Published in final edited form as:
PMCID: PMC3144290

Reliability of Superficial Surgical Site Infections as a Hospital Quality Measure

Lillian S. Kao, MD, MS, FACS,1 Amir A. Ghaferi, MD, MS,2 Clifford Y. Ko, MD, MS, MSHS, FACS,3 and Justin B. Dimick, MD, MPH, FACS2



Although rates of superficial surgical site infection (SSI) are increasingly used as measures of hospital quality, the statistical reliability of using SSI rates in this context is uncertain. We used the American College of Surgeons National Surgical Quality Improvement Project (ACS NSQIP) data to determine the reliability of SSI rates as a measure of hospital performance and to evaluate the effect of hospital caseload on reliability.

Study Design

We examined all patients who underwent colon resection in hospitals participating in ACS NSQIP in 2007 (n=18,455 patients, n= 181 hospitals). We first calculated the number of cases and the risk-adjusted rate of SSI at each hospital. We then used hierarchical modeling to estimate the reliability of this quality measure for each hospital. Finally, we quantified the proportion of hospital-level variation in SSI rates due to patient characteristics and measurement noise.

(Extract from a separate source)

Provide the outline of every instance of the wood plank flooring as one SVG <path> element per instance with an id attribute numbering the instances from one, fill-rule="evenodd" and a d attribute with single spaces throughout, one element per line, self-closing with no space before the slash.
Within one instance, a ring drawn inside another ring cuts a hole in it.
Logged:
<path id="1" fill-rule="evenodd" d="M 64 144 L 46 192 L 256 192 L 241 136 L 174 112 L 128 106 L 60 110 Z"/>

The average number of colon resections per hospital was 102 (standard deviation, 65). The risk-adjusted rate of superficial SSI was 10.5%, but varied from 0 to 30% across hospitals. Approximately 35% of the variation in SSI rates was explained by noise, 7% could be attributed to patient characteristics, and the remaining 58% represented true differences in SSI rates. Just over half of the hospitals (54%) had a reliability greater 0.70, which is considered a minimum acceptable level. To achieve this level of reliability, 94 cases were required.


SSIs rates are a reliable measure of hospital quality when an adequate number of cases have been reported. For hospitals with inadequate caseloads, the NSQIP sampling strategy could be altered to provide enough cases to ensure reliability.


Surgical site infections (SSI) are increasingly used to measure hospital quality with surgery. Hospital-specific rates of SSI are central to several value based purchasing, public reporting, and quality improvement initiatives. For example, SSI is the most common complication reported in the American College of Surgeons National Surgical Quality Improvement Program (ACS-NSQIP). In addition, The Center for Medicare and Medicaid Services will begin public reporting of SSI rates on their Hospital Compare website in 2012. To date, most of the controversy surrounding the use of outcome measures for these purposes focuses on methods for adjusting for patient risk.1-3 The use of such measures also requires that they are highly reliable – i.e., high performing hospitals can be confidently distinguished from the low-performing hospitals.

However, the reliability of superficial SSI as a hospital quality measure is unknown. Reliability reflects the proportion of hospital-level variation attributable to differences in quality (e.g., “signal”), where the remaining variation is attributable to measurement error (e.g., “noise”). When assessing surgical outcomes, such as SSI, low hospital caseloads and low event rates conspire to reduce the reliability of these measurements. Low reliability increases the likelihood that extreme outcome (bad or good) are due to chance.4 The reliability of quality indicators is important to define since misclassification of hospitals can have significant impact on choice of quality improvement efforts, public perception, and reimbursement.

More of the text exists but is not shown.